18.12.2019 15:54:50

Superior Energy Services To Divest Certain US Land Service Lines

(RTTNews) - Superior Energy Services Inc. (SPN) agreed to divest its U.S. service rig, coiled tubing, wireline, pressure control, flowback, fluid management and accommodations service lines and merge them with Forbes Energy Services Ltd.'s complementary service lines to create a new, publicly traded consolidation platform. The transaction is expected to close in the first quarter of 2020.

Upon the completion of the deal, Superior Energy will focus on U.S. offshore and international markets.

As per the terms of the merger agreement, the Superior Energy U.S. Business and Forbes will be merged into a newly formed company. Newco will operate under a new corporate name and ticker symbol.

At the closing of the deal, Superior Energy will receive 49.9% of Newco's issued and outstanding voting Class A common stock and 100% of Newco's issued and outstanding non-voting Class B common stock, which will collectively represent an approximate 65% economic interest in Newco.
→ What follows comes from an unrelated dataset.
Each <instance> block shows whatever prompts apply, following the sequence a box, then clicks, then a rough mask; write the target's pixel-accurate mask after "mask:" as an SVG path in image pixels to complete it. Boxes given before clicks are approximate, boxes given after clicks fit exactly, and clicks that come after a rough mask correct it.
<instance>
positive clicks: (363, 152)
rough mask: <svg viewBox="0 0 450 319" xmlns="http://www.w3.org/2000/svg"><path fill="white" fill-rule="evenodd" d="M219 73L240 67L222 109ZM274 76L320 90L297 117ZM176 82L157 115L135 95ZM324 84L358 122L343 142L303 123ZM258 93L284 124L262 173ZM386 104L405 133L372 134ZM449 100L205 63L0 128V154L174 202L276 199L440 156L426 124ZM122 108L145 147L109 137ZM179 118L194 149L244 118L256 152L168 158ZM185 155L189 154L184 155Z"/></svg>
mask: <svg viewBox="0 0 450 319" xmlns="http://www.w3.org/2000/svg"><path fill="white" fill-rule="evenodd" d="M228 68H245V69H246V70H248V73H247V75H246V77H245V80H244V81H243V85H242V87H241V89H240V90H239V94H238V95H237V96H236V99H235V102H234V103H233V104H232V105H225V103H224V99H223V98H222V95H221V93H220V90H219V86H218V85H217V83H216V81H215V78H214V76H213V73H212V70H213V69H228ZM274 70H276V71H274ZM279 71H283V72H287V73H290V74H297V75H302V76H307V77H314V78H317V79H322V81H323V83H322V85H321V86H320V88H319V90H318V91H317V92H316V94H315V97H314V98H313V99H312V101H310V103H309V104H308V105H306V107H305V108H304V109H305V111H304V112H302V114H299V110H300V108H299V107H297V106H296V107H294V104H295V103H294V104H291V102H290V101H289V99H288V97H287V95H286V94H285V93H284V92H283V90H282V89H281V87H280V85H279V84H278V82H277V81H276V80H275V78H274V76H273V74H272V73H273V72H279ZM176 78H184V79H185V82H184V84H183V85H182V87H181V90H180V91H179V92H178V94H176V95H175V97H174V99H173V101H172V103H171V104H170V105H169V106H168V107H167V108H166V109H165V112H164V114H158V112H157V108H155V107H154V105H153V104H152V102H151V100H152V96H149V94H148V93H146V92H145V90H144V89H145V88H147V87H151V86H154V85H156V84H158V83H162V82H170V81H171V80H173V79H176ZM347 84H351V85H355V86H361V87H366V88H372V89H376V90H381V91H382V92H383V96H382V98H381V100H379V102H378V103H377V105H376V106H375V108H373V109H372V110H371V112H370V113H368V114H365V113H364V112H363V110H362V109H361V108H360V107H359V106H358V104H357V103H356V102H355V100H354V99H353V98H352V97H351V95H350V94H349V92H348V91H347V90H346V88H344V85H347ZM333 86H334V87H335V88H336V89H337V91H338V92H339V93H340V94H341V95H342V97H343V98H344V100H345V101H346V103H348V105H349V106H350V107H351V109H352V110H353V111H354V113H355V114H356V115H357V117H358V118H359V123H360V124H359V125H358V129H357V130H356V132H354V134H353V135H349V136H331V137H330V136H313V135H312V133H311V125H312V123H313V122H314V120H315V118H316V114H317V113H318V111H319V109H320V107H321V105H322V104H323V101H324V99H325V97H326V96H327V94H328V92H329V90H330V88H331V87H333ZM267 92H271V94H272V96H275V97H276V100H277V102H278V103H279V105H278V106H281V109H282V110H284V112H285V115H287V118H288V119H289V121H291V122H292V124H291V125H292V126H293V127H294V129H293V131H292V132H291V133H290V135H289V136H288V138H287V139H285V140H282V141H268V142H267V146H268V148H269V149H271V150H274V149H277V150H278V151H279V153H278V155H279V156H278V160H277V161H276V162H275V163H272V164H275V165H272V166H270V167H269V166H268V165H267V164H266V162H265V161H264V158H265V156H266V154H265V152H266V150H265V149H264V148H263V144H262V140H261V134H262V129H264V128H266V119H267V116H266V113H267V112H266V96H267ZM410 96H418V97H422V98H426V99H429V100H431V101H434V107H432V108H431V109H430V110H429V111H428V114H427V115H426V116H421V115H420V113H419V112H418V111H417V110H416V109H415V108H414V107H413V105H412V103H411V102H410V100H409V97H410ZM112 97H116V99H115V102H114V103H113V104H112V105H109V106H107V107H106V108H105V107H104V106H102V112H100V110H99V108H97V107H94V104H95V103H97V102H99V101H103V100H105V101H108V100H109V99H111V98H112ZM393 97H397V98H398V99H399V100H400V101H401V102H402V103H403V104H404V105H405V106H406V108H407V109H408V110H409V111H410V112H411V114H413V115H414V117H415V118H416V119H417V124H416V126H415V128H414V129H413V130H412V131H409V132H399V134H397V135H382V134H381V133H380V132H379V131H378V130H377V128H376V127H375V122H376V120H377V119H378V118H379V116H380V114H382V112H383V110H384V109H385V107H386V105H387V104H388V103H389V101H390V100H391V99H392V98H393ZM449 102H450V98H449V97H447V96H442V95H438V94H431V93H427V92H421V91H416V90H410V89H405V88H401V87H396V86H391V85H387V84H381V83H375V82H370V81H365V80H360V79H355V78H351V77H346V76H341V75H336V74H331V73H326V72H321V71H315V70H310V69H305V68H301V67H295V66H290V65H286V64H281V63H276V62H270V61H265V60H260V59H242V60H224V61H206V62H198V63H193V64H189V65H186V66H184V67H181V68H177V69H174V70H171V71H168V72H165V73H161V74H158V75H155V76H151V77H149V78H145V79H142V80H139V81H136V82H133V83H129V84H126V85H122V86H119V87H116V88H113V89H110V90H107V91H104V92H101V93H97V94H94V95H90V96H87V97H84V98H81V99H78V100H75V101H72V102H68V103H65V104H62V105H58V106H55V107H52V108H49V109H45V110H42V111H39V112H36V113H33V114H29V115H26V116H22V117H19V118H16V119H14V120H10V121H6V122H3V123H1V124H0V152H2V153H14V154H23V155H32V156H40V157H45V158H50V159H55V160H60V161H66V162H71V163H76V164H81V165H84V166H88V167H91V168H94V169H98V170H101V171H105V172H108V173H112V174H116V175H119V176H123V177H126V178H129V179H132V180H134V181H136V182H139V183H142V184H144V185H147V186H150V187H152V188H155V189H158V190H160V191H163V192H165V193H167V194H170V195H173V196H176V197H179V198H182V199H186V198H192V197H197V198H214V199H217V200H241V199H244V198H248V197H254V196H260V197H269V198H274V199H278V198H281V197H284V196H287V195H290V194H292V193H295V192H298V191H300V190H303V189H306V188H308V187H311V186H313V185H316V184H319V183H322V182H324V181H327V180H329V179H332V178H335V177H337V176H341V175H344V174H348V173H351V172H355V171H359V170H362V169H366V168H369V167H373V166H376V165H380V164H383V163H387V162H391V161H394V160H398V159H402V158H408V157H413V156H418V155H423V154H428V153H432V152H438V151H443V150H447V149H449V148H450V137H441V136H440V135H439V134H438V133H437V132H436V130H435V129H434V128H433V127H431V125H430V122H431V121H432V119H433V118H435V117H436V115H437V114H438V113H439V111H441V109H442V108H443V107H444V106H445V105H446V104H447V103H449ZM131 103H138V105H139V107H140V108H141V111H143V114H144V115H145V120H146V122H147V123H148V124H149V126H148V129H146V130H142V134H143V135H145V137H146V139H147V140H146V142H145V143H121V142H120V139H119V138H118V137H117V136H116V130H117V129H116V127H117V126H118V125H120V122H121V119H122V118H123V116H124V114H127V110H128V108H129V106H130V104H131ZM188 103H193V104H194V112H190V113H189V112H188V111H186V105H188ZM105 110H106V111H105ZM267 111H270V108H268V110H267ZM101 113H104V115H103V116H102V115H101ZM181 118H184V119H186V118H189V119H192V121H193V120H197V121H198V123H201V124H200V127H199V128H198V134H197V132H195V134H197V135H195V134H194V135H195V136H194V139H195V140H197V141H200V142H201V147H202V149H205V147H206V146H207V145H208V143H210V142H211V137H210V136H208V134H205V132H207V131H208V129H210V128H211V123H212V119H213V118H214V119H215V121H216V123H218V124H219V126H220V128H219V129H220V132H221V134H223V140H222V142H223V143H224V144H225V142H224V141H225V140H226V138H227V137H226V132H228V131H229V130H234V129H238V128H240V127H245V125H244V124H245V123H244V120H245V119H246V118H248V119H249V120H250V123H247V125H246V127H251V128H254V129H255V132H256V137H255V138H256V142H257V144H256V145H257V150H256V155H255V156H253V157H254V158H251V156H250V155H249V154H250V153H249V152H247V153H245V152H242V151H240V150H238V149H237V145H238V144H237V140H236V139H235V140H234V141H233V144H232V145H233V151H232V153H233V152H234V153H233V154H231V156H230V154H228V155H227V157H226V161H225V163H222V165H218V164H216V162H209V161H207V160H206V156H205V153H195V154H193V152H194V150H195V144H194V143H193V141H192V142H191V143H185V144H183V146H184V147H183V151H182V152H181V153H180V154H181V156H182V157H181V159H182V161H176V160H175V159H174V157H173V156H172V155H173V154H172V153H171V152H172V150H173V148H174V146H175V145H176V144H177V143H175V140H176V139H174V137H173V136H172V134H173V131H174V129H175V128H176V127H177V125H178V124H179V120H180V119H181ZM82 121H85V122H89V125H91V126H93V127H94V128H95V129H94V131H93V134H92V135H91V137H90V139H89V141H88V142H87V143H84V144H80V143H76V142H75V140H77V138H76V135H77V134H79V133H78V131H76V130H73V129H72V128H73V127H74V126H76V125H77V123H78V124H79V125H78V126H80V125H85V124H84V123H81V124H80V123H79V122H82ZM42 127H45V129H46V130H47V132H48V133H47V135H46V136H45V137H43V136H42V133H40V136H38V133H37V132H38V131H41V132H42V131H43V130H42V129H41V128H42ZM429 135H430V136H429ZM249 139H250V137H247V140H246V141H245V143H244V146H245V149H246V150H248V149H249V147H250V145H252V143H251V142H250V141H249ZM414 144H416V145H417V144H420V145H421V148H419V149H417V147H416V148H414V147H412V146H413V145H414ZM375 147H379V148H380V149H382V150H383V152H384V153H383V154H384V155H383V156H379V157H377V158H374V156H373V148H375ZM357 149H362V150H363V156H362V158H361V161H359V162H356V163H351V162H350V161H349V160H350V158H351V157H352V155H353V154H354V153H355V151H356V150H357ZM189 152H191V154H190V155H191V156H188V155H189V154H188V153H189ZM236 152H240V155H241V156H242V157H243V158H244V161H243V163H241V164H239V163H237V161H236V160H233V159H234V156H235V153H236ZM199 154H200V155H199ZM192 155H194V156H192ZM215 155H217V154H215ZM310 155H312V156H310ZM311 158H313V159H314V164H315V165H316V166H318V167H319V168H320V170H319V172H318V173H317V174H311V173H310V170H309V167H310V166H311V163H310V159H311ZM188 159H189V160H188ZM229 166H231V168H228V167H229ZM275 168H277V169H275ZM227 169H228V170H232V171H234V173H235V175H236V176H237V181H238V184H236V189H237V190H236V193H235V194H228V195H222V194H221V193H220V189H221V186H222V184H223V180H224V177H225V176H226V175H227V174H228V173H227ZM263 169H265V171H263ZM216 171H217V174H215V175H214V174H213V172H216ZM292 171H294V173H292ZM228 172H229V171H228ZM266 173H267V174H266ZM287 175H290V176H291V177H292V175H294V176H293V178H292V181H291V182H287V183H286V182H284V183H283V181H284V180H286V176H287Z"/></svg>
Forbes shareholders will receive 50.1% of the Class A Stock, representing an about 35% economic interest in Newco.

In addition, certain lenders under Forbes' existing term loan will exchange their portion of the Forbes Term Loan for about $30 million in newly issued mandatory convertible preferred shares of Newco, which will be entitled to cash dividends at a rate of 5% per annum, payable semi-annually.

After giving effect to the conversion of the Preferred Shares, Superior Energy would own a 52% economic interest and Forbes shareholders would own a 48% economic interest in Newco.

Superior Energy also plans to reduce the amount of 2021 notes outstanding by up to $500 million by reducing Superior Energy's total debt by $250 million through the issuance of Newco notes and extending the maturity of up to another $250 million of Superior Energy 2021 notes.

Dave Dunlap, CEO of Superior Energy, will be leaving Superior Energy to become the CEO of Newco. Superior Energy's current Chief Financial Officer, Westy Ballard, will become President and CEO of Superior Energy.

Brian Moore will serve as COO of the Newco. Newco's headquarters will be in Houston and will have support services provided to it by Superior Energy for up to two years under a transition services agreement. Dunlap is expected to also serve as Chairman of a four-person board of directors, with other board members to be identified before the transaction is closed.

Superior Energy's current Chief Accounting Officer, Jamie Spexarth, will assume the title of Chief Financial Officer and Treasurer of Superior Energy.

Superior Energy said it plans to wind down its hydraulic fracturing business and will discontinue hydraulic fracturing operations. The company will exit this business and expects cash generated from potential future sales of assets used in this business to be used to reduce debt.

The company sold non-core assets for about $42 million, about $24 million of which is expected to be received early in the first quarter of 2020.